Under the hood of the multilc class is the ability to stack lc objects.

This is done by making a new multilc object (which can be empty) and calling multilc.stack([newlcs]) with a list of lc objects as arguments. For example:

[80]:

testlc = lc.multilc(123456789,'tess',do_search=False) #we need do_search =False here, as we don't actually want to search for other lightcurves for the star TIC123456789
testlc.stack([simplelc1,simplelc2])
testlc.plot(savepng=False)

Saving

Lightcurves are saved, by default, in the same ID-specific folder that other MonoTools modules access, and which can be modified using the $MONOTOOLSPATH system environment variable but is by default in the MonoTools/data path. So, in this case, it would be in the MonoTools/data/TIC00123456789/ folder.

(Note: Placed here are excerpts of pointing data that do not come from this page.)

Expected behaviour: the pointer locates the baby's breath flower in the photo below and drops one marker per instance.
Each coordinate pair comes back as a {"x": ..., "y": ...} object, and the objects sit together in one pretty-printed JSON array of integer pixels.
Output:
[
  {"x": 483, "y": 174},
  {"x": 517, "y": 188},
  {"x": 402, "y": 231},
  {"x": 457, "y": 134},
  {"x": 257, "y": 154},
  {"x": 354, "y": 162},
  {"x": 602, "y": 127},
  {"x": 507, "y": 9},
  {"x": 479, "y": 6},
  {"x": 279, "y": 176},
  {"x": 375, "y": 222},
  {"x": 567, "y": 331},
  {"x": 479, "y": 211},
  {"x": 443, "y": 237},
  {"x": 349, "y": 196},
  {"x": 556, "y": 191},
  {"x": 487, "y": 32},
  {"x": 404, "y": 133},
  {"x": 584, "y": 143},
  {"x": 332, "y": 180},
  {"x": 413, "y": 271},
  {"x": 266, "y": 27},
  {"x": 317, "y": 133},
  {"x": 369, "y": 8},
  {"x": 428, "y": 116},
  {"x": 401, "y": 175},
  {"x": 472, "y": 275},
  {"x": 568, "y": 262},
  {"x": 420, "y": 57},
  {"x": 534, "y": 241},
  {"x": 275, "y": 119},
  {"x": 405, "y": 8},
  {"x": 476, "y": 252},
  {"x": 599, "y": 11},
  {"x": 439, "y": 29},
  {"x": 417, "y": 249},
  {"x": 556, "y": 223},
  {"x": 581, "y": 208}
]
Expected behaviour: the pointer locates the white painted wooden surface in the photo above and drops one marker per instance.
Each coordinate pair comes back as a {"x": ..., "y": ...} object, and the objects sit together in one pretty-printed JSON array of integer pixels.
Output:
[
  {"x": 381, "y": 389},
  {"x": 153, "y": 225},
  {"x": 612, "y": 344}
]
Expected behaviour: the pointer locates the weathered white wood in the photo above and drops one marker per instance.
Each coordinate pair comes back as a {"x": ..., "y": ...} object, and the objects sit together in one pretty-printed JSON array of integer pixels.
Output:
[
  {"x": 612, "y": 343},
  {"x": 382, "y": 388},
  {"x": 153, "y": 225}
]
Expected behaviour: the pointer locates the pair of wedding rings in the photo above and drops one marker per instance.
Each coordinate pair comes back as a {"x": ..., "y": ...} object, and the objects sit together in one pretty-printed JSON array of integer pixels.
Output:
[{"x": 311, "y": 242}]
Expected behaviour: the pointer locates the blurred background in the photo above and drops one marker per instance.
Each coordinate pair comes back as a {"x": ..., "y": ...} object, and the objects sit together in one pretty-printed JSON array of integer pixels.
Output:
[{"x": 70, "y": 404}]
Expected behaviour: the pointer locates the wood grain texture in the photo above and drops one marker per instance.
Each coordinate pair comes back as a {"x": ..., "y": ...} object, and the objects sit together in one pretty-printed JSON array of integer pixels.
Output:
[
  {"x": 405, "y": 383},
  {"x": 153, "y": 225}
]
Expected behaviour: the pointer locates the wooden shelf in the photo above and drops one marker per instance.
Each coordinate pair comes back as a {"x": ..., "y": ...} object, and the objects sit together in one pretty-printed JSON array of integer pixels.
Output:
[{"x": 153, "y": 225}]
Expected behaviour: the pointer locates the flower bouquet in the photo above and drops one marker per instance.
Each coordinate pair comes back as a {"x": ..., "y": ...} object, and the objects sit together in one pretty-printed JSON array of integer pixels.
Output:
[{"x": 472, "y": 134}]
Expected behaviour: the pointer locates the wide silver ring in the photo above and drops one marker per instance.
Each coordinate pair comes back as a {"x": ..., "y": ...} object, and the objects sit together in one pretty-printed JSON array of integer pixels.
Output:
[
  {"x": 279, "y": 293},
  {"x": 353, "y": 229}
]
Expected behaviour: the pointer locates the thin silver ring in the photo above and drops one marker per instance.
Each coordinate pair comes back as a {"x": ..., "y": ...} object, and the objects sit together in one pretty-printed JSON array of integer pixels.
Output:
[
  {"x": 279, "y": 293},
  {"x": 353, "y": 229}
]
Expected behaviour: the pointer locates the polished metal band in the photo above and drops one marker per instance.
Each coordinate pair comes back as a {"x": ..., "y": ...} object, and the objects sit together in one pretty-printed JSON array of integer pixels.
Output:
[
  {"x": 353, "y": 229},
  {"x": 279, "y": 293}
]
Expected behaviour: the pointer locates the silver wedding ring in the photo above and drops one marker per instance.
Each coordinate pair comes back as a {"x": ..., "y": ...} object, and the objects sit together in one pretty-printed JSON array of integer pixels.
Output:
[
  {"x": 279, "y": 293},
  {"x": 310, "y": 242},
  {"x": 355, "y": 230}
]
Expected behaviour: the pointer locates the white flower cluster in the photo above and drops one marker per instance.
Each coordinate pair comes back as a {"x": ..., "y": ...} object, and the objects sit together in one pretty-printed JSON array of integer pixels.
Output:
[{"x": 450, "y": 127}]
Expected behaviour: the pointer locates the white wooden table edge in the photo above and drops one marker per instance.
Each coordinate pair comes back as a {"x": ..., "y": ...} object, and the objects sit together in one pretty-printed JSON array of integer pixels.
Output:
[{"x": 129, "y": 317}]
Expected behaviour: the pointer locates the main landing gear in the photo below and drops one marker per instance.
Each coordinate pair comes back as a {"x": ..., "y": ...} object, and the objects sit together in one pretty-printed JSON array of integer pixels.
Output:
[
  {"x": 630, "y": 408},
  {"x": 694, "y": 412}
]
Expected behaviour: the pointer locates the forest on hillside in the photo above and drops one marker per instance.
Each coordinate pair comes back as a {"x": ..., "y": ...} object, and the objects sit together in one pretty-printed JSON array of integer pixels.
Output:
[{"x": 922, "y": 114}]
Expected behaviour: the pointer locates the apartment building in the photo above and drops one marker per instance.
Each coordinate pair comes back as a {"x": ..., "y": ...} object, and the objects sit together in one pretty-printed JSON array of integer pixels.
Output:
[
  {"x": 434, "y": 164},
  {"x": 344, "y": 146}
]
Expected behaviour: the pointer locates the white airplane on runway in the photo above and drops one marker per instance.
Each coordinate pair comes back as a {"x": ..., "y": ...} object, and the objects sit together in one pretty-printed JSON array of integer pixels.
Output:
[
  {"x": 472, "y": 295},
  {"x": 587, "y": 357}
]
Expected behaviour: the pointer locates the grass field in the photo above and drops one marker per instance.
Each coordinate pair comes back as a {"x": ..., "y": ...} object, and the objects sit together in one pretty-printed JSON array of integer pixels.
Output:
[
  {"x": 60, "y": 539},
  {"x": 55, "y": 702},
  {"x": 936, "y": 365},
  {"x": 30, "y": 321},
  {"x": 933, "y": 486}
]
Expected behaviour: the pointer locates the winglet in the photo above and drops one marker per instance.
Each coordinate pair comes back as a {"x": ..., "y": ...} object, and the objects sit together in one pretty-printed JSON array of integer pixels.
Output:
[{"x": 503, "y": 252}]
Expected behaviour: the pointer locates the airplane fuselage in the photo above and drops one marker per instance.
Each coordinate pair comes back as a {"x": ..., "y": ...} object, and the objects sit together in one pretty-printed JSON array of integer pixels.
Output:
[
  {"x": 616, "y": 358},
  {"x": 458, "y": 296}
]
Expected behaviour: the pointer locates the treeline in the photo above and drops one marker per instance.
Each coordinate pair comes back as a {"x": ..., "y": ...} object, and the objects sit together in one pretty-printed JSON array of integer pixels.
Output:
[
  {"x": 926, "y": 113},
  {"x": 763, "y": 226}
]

There are two ways to save the lightcurves found by lc and multilc:

This retainins most metadata, although we delete binned and flattened arrays (which are re-derivable from the other timeseries).

[ ]:

tools.MonoData_savepath

[87]:

testlc.save()

This does not retain metadata and only stores those timeseries with the same length as the time array (i.e. time, fluxes, flux_errs, cadence, mask, etc):

[88]:

testlc.save_csv()

[93]:

#Let's see what got stored:
import pandas as pd
import os
from MonoTools.MonoTools import tools

df=pd.read_csv(os.path.join(tools.MonoData_savepath,"TIC00123456789","TIC00123456789_lc.csv"),index_col=0)
df

[93]:

	bg_flux	bg_flux_err	cadence	flux	flux_err	flux_mask	flux_spline	mask	time
0	NaN	NaN	ts_8600_test_99	11.022208	0.010108	True	7.669597	True	2459000.0
1	NaN	NaN	ts_8600_test_99	0.809182	0.009523	True	7.631497	True	2459000.1
2	NaN	NaN	ts_8600_test_99	12.440341	0.010081	True	7.514247	True	2459000.2
3	NaN	NaN	ts_8600_test_99	3.618393	0.008787	True	7.329670	True	2459000.3
4	NaN	NaN	ts_8600_test_99	10.173530	0.010226	True	7.089586	True	2459000.4
...	...	...	...	...	...	...	...	...	...
995	42.598741	2.515070	ts_8600_test_100	0.064905	0.009867	True	NaN	True	2459099.5
996	36.871784	2.505943	ts_8600_test_100	6.688908	0.009028	True	NaN	True	2459099.6
997	43.892122	2.487309	ts_8600_test_100	6.159992	0.010139	True	NaN	True	2459099.7
998	39.806309	2.503166	ts_8600_test_100	2.217753	0.010212	True	NaN	True	2459099.8
999	41.508409	2.518718	ts_8600_test_100	9.515834	0.009651	True	NaN	True	2459099.9

1000 rows × 9 columns

Loading

If you have already called multilc with a given id/mission pair, then the data is usually automatically stored in the MonoTools datapath. The next time you call multilc, it will check this path for existing data and load it using multilc.load_pickle(). This can occasionally cause bugs, so often it’s good to check if load=False fixes problems with initialising multilc objects.